Cette définition, parfois imprécise, dessinait une position intermédiaire entre deux “modèles” également rejetés: le modèle multiculturaliste anglo-saxon et le modèle assimilationniste français. La référence au “pluralisme confirmé” prend tout son sens en Belgique, où la pratique du pluralisme est une seconde nature. Or, il faut bien constater que la philosophie du pluralisme à la Belge ne s’est pas étendue à la culture et à la religion principale des minorités issues de l’immigration. Celles-ci constituent-elles une menace, comme certains l’affirment, ou bien cette fermeture n’est-elle pas plutôt la marque d’une société dé­stabilisée dans sa propre identité et ayant perdu confiance en l’avenir ?

Il faut bien constater que la philosophie du pluralisme à la belge ne s’est pas étendue à la culture et à la religion principale des minorités issues de l’immigration.

Vingt ans après, cette définition de l’intégration peut-elle encore servir ? Pour Jean-Marie Faux, un vétéran de la lutte antiraciste, la réponse est affirmative, à condition de lui fournir un mode d’emploi. “Le respect de la loi, si on le comprend comme son application correcte et impartiale, a comme corollaire immédiat le respect des personnes auxquelles la loi s’applique.
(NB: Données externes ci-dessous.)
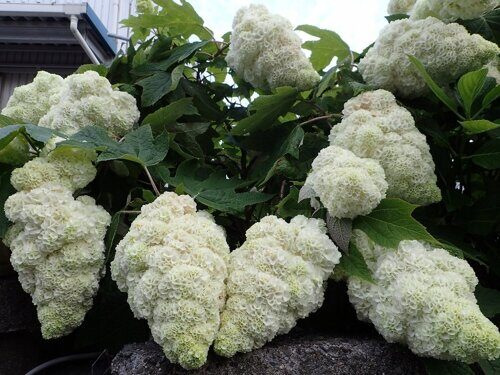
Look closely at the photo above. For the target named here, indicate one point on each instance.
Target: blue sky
(356, 21)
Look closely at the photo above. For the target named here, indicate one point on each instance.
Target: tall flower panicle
(172, 264)
(276, 277)
(423, 297)
(266, 52)
(446, 50)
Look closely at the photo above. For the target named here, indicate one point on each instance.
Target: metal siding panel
(9, 81)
De toutes les personnes, quelles que soient leur apparence, leur origine, leurs références culturelles. À l’intérieur de ce cadre et sur le fondement de ce respect, il n’est pas interdit d’espérer qu’émerge peu à peu une convergence sur des “principes sociaux fondamentaux”. Ils ne seront peut-être plus tout à fait les mêmes, n’auront plus exactement les expressions qu’ils avaient il y a vingt ou trente ans, on verra peut-être coexister des manières un peu différentes de concevoir l’émancipation, le pluralisme confirmé et, finalement, la modernité. Le débat, peut-être vif, n’est pas exclu. Mais il n’est pas fatal qu’il conduise à des anathèmes mutuels définitifs.4

Notes:
1 Le texte complet: http://www.mrax.be/Communiques/reponseaducarne.htm
2 André Antoine (CDH), Pino Carlino (CSC-wallonne), Jean Cornil (PS), Elio Di Rupo (PS), Isabelle Durant (Écolo), Abraham Franssen (sociologue), Richard Fournaux (CDH), Pierre Galand (CNCD), Henri Goldman (revue Politique), Mario Gotto (Vista), Carole Grandjean (MRAX), Evelyne Huytebroeck (Écolo), Thierry Jacques (MOC), Véronique Jamoulle (CNCD), Raymond Langendries (CDH), François Martou (MOC), André Mordant (FGTB), Véronique Oruba (MOC), Joëlle Milquet (CDH), Jacky Morael (Écolo), Philippe Moureaux (PS), Mahfoud Romdhani (PS), Géraldine Pelzer-Salandra (Écolo), Laurette Onkelinx (PS), Benoît Scheuer (sociologue), Pierre Verjans (ULG), Jean-Claude Vandermeeren (FGTB wallonne), Jean-Jacques Viseur (CDH)3 Commissariat royal à la politique des immigrés, L’intégration: une politique de longue haleine. Volume I: Repères et premières propositions, Bruxelles, novembre 1989, pp. 38-39.
4 Jean-Marie Faux, L’intégration: une définition obsolète ?, Document d’analyse et de réflexion, Centre Avec, 2008.